Though she didn’t create the term, Pearson has become something of its champion, and she elaborated upon the term in an interview with Slate. “He’s probably that guy who played football in high school and came to college and didn’t play football,” Pearson said. “It’s a boy-next-door look. He’s the kind of person you go on a hike with, and then at the end of the day, you eat pasta and lay in bed and watch a movie.”
So, who has a dad bod? Anyone you might recognize? Pearson lists Chris Pratt (before he got into shape for Guardians of the Galaxy), Jason Segal, and John Meyer. And Jon Hamm, Mr. Don Draper himself, who might have the quintessential dad bod.
While some men say the notion of a dad bod has helped with their own insecurities, some observers are crying foul. Brian Moylan, writing for TIME magazine, says that the problem with the dad bod is it
continues to reinforce inequality about what is acceptable for men and women. While the ladies have to go to Pilates and watch every single calorie, guys are free to let themselves get lazy, chow down on all the chips and guac they want, and still expect their prospective mates to be fit.
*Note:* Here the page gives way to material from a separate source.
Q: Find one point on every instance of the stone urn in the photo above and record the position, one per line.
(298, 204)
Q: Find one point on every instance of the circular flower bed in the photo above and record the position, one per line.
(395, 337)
And a recent ABC piece on the phenomenon points out that there is no female equivalent for the “dad bod.” The hashtag #mombod met a lukewarm reception on Twitter and fizzled out. One prominent blogger cited in the ABC piece points out the double standard:
Mom bod is something you need to get rid of as soon as having a baby because if there is any evidence on your body that you have had a baby it’s a problem. A mom bod doesn’t have six-pack abs. A mom bod has softness it to. It has been through the wringer a bit. Probably tired.
The piece also points out the mixed reception lingerie model Sarah Stage received when she posted photos of her six-pack abs during the ninth month of her pregnancy to the internet.
So, is the “dad bod” an unfair double standard? A new name for something that has been around for forever? Do you, or someone you know, have a dad bod? Do you like it? Do you…love it?